2.1.10 The Wold Decomposition
The time series \({Y_t}\) is a linear process if it has the following representation: \[ Y_t = \sum_{j = -\infty}^\infty \psi_j \epsilon_{t-j},\ \sum_{j = -\infty}^\infty |\psi_j| < \infty, \ \epsilon_t \sim WN(0, \sigma^2) \]
Where \(WN\) is the White Noise process, which will be presented in detail in subsection ??.
An approximation using the infinite-order lag operator is known as Wold’s Representation Theorem:
\[ Y_t = B(L) \epsilon_t = \sum_{j=0}^\infty \beta_j \epsilon_{t-j}, \quad \epsilon_t \sim WN(0, \sigma^2) \] where \(\beta_0 = 1\) and \(\sum_{j = 0}^\infty \beta_j ^2 < \infty\). Furthermore:
- Any process of the above form is stationary;
- If \(\beta_1 = \beta_2 = ... = 0\) - this corresponds to a \(WN\) process. This shows again than \(WN\) is a stationary process.
- If \(\beta_k = \phi^k\), then \(1 + \phi + \phi^2 + ... = 1/(1-\phi) < \infty \iff |\phi| < 1\). Then the process \({Y_t = \epsilon_t + \phi \epsilon_{t-1} + \phi^2 \epsilon_{t-2} + ...}\) is a stationary process.
In Wold’s theorem, we assumed a zero mean, though this is not as restrictive as it may seem. Whenever you see \(Y_t\), analyse the process \(Y_t - \mu\), so that the process is expressed in deviations from its mean.
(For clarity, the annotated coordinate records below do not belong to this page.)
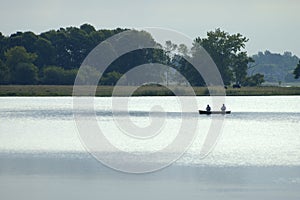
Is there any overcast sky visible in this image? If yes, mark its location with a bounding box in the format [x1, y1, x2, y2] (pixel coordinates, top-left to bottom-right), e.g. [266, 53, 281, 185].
[0, 0, 300, 56]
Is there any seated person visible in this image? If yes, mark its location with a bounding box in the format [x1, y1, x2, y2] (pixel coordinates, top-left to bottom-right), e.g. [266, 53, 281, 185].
[206, 105, 211, 112]
[221, 104, 226, 112]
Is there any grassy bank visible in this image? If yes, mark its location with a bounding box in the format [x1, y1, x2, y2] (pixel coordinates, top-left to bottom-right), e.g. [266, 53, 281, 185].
[0, 85, 300, 96]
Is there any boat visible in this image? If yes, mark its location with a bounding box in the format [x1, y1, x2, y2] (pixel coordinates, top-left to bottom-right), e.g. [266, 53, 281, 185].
[199, 110, 231, 115]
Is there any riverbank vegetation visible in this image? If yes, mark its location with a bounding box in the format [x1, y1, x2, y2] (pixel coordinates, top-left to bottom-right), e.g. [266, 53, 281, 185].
[0, 24, 299, 90]
[0, 85, 300, 97]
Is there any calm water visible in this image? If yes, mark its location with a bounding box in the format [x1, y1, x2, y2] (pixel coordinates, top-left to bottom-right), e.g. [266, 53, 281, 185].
[0, 96, 300, 199]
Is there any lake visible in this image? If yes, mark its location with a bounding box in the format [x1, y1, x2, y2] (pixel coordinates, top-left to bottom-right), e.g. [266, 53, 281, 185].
[0, 96, 300, 199]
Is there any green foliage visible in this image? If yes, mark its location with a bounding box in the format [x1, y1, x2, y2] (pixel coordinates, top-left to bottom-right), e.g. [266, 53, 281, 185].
[5, 46, 37, 71]
[193, 29, 252, 85]
[13, 63, 38, 85]
[5, 46, 38, 84]
[42, 66, 77, 85]
[244, 74, 265, 86]
[0, 60, 9, 84]
[100, 71, 122, 85]
[293, 60, 300, 79]
[248, 51, 299, 83]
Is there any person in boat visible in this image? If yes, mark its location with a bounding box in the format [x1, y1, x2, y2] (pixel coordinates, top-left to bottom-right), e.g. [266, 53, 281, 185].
[206, 105, 211, 112]
[221, 104, 226, 112]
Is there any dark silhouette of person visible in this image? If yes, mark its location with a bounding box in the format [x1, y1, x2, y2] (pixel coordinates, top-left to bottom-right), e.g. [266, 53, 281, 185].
[206, 105, 211, 112]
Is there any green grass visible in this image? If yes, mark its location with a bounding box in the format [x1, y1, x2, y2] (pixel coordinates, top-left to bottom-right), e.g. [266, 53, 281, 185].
[0, 85, 300, 96]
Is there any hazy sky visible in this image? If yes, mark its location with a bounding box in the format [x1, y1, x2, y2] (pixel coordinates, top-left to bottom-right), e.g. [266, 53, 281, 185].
[0, 0, 300, 56]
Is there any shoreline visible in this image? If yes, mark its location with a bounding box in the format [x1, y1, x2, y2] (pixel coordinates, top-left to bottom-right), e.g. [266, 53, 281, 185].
[0, 85, 300, 97]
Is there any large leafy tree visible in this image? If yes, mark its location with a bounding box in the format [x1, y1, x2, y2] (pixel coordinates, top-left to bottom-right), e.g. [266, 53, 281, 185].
[194, 29, 252, 85]
[0, 60, 9, 84]
[294, 60, 300, 79]
[5, 46, 38, 84]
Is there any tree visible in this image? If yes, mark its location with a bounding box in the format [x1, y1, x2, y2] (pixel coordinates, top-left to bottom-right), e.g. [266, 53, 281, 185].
[5, 46, 38, 84]
[34, 37, 55, 68]
[244, 74, 265, 86]
[13, 63, 38, 85]
[294, 60, 300, 79]
[193, 29, 252, 85]
[0, 60, 9, 84]
[42, 66, 77, 85]
[100, 71, 122, 85]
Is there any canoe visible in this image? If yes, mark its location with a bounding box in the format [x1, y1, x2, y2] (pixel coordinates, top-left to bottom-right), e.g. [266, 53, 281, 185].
[199, 110, 231, 115]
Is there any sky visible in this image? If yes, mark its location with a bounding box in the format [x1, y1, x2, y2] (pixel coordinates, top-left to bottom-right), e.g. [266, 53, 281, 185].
[0, 0, 300, 57]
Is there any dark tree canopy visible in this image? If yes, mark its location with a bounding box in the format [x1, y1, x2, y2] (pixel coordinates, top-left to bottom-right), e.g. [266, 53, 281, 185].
[194, 29, 253, 85]
[294, 60, 300, 79]
[0, 24, 280, 86]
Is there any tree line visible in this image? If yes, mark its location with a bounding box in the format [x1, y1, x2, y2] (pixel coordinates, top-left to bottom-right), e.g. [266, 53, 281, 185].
[248, 50, 299, 83]
[0, 24, 292, 86]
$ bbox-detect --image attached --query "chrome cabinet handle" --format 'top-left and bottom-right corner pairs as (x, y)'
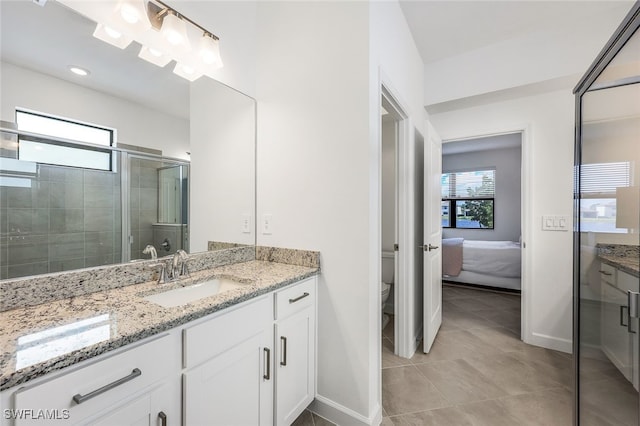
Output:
(627, 290), (639, 334)
(620, 305), (629, 327)
(280, 336), (287, 366)
(73, 368), (142, 404)
(289, 292), (309, 303)
(262, 348), (271, 380)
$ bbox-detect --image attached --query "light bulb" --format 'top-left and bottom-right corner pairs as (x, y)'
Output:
(104, 25), (122, 40)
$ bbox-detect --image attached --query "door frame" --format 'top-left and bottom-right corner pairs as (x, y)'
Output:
(378, 78), (417, 358)
(442, 123), (534, 344)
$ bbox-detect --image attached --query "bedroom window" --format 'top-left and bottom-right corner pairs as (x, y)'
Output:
(580, 161), (631, 233)
(441, 169), (496, 229)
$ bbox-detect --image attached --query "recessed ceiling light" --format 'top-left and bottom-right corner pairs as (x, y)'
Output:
(69, 65), (90, 77)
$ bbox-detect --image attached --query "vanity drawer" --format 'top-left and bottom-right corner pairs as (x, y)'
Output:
(617, 271), (640, 293)
(182, 294), (273, 368)
(598, 262), (616, 286)
(13, 334), (179, 426)
(276, 277), (316, 319)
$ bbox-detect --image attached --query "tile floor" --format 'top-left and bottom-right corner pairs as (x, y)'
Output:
(294, 285), (638, 426)
(382, 285), (572, 426)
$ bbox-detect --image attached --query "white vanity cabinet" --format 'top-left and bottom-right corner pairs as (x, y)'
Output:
(2, 333), (180, 426)
(0, 277), (316, 426)
(600, 263), (640, 389)
(275, 280), (316, 426)
(182, 294), (273, 426)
The deviation from the mean has a zero mean by construction. So, there is not generality loss, when analyzing zero-mean processes.
Wold’s representation theorem points to the importance of models with infinite distributed (weighted) lags. Although infinite distributed lag models are not of immediate practical use since they contain infinite parameters, although this may not always be the case - as the example with \(\beta_k = \phi^k\) - the infinite polynomial \(B(L)\) has only one parameter \(\phi\).
Note that sometimes Wolds Representation Theorem has an additional deterministic component. Deterministic components are discussed in Chapter 3.